À l’ère numérique, tous les outils semblent à disposition pour se rencontrer. Le confinement a rendu le dating via les applications de rencontres plus hype que jamais. Pourtant, le nombre de célibataires ne cesse d’augmenter. Comment expliquer cette ambivalence ?
Tout a commencé au détour d’une conversation. « J’ai une amie qui est sur Fruitz, apparemment c’est le nouveau Tinder », a lancé quelqu’un autour de la table. Fruitz ? C’est effectivement un genre de Tinder, mais qui va droit au but. Vous choisissez d’emblée le fruit qui correspond à votre envie du moment, de la cerise « pour trouver sa moitié » à la pêche pour « pécher avec toi ».
En ligne, des centaines d’applications de rencontres se déclinent, des traditionnelles aux ultra-libertines. Tinder a connu un trafic record en 2020, avec 3 milliards de « swipes » en une seule journée. Paradoxalement, en Belgique, on compte 54,74 % de célibataires parmi la population des plus de 18 ans selon Statbel. On sait aussi que 30 % des foyers européens sont aujourd’hui occupés par des personnes seules.
« C’était mieux avant »
Ah la belle époque ! Celle du mariage rapide, où le choix d’un partenaire se limitait à son cercle de connaissances. Puis, les bals ont été remplacés par les bars, les boîtes et les soirées chez les potes. Il est heureusement permis de se tromper plusieurs fois avant de faire son choix et des centaines de partenaires potentiels se trouvent à portée de clic. « Une heure de “swiping” représente le survol de 720 profils. 720 “chopages de numéros” potentiels », écrit France Ortelli dans « Nos coeurs sauvages ». À l’heure du « digital love », plus nous aurions de choix, plus grandes seraient nos chances de rencontrer l’âme soeur.
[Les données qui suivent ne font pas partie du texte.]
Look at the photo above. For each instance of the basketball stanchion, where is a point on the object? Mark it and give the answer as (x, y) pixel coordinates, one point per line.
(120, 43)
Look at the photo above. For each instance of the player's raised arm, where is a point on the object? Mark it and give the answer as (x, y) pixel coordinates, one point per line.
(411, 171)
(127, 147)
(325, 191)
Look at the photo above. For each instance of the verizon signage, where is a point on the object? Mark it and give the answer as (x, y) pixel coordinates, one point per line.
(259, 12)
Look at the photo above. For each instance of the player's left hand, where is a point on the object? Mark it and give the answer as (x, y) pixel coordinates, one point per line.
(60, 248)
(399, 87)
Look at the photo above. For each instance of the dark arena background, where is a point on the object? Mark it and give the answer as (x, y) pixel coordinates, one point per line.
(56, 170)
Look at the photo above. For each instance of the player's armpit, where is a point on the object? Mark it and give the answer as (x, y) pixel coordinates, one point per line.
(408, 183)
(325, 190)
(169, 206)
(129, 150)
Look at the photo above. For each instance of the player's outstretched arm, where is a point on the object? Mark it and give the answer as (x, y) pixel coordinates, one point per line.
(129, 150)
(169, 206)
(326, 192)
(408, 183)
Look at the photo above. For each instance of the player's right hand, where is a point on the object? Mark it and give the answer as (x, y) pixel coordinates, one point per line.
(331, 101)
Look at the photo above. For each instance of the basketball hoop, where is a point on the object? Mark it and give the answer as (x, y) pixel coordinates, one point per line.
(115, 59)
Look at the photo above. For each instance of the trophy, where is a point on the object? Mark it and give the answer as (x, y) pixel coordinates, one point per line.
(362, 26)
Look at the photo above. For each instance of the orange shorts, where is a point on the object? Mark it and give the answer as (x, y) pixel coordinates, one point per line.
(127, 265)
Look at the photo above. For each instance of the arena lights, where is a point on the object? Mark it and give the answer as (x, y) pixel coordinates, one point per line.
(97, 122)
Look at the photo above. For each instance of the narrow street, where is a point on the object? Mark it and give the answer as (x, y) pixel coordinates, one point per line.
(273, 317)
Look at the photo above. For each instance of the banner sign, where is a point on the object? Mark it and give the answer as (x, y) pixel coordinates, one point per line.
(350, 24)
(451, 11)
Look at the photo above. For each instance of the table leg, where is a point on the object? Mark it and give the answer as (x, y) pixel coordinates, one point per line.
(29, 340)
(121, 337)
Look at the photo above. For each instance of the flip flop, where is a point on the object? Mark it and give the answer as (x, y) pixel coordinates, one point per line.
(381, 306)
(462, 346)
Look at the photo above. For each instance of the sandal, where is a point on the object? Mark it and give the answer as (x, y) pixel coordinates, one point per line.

Les études scientifiques prouvent pourtant le contraire. On appelle ce phénomène « le syndrome Starbucks », car la promesse d’infinité des apps de rencontres nous placerait dans le même état de frustration qu’à la caisse du géant américain. Si votre coeur balance entre l’iced mocha blanc, le frappuccino cookie ou le pumpkin spice latte, il y a fort à parier que vous quittiez la boutique insatisfait.e. « L’embarras du choix nous aurait rendus bien trop exigeants, jusqu’à nous paralyser et nous plonger dans un cercle vicieux », résume France Ortelli.
« On pense qu’on peut toujours trouver mieux. Il suffit qu’une petite chose nous déplaise pour nous convaincre que l’on pourra rencontrer quelqu’un d’autre la minute qui suit », explique François Saltiel, journaliste et auteur de « La société du sans contact ». Un phénomène renforcé selon lui par le caractère virtuel de la rencontre à distance, qui tend à alimenter le fantasme. En ligne, les bribes que nous dévoile l’autre par écrans interposés attisent l’imagination au détriment de l’expérience crue de la rencontre.
Pour éviter la déception, beaucoup succombent au syndrome « Tinderella », profitant de l’effet euphorisant du flirt sans jamais affronter le premier rendez-vous. Réalité parfaitement illustrée par Judith Duportail (« L’amour sous algorithme »), qui parle de « narcissisme en intraveineuse » pour illustrer le boost d’ego procuré par un match. En 2019, elle révélait comment la plus rentable des apps de rencontres notait ses utilisateurs en fonction de leur désidérabilité pour faire se croiser des profils au pouvoir de séduction similaire. Tinder a annoncé avoir supprimé cet algorithme aujourd’hui. François Saltiel raconte quant à lui comment Tinder – partant du constat qu’il est encore mal vu de se rencontrer via une app – propose des profils aux expériences communes, soit autant de mythologies potentielles de rencontre à raconter. « Le fonctionnement des algorithmes nous échappe. Les personnes qui pourraient nous plaire ne nous sont pas forcément proposées », explique-t-il.
Les apps de rencontres ne sont pas les seules responsables de l’augmentation du nombre de célibataires. En Belgique, aujourd’hui, les couples se marient en moyenne la première fois entre 30 et 33 ans, selon Statbel. Les femmes belges vivent leur première maternité en moyenne à 29 ans. L’épanouissement personnel et professionnel a pris le pas sur l’amour. Cette quête mène progressivement à une dédiabolisation du célibat, voire à une forme d’empowerment. Fini la vieille image de la femme à chats. Aujourd’hui, être célibataire permet avant tout de mener à bien ses ambitions.
Faut-il réformer nos contes de fées ?
Vivre seul.e peut entraîner son lot d’incertitudes et le couple reste pour beaucoup une aspiration existentielle. « Qui n’a pas envie d’aimer et d’être aimé.e ? », m’interrogeait un jour ma colocataire. Mais qui a envie de vivre en pensant chaque jour « je ne serais rien sans lui ou sans elle », avais-je réfléchi tout en songeant qu’il était peut-être temps de penser l’amour différemment. Pour y arriver, peut-être devrions-nous repenser l’individualité et l’ordre binaire qui organise la société entre personnes « en couple » et « célibataires » ? Une dualité dont les apps de rencontres se font l’écho, en réduisant la pluralité des modèles possibles à une dichotomie tyrannique : l’amour ou le sexe, swipe droit ou swipe gauche… Selon Judith Duportail, il s’agit de se décharger du fardeau social qui pèse sur nos épaules et d’être plus réaliste pour faciliter notre approche de l’autre.
Dans ce sens, la proposition du sociologue Elyakim Kislev est pertinente et ambitieuse : enseigner aux enfants, dès l’école primaire, les principes du célibat, afin de les encourager à entrer en relation et trouver un sens à la vie sans faire nécessairement partie d’une famille ou d’un couple. Un pari qui nous débloquerait peut-être de la recherche constante de l’amour et redonnerait vie à la spontanéité des rencontres, liée au hasard, au destin, vecteurs de coups de foudre, que ce soit pour une nuit… ou pour la vie.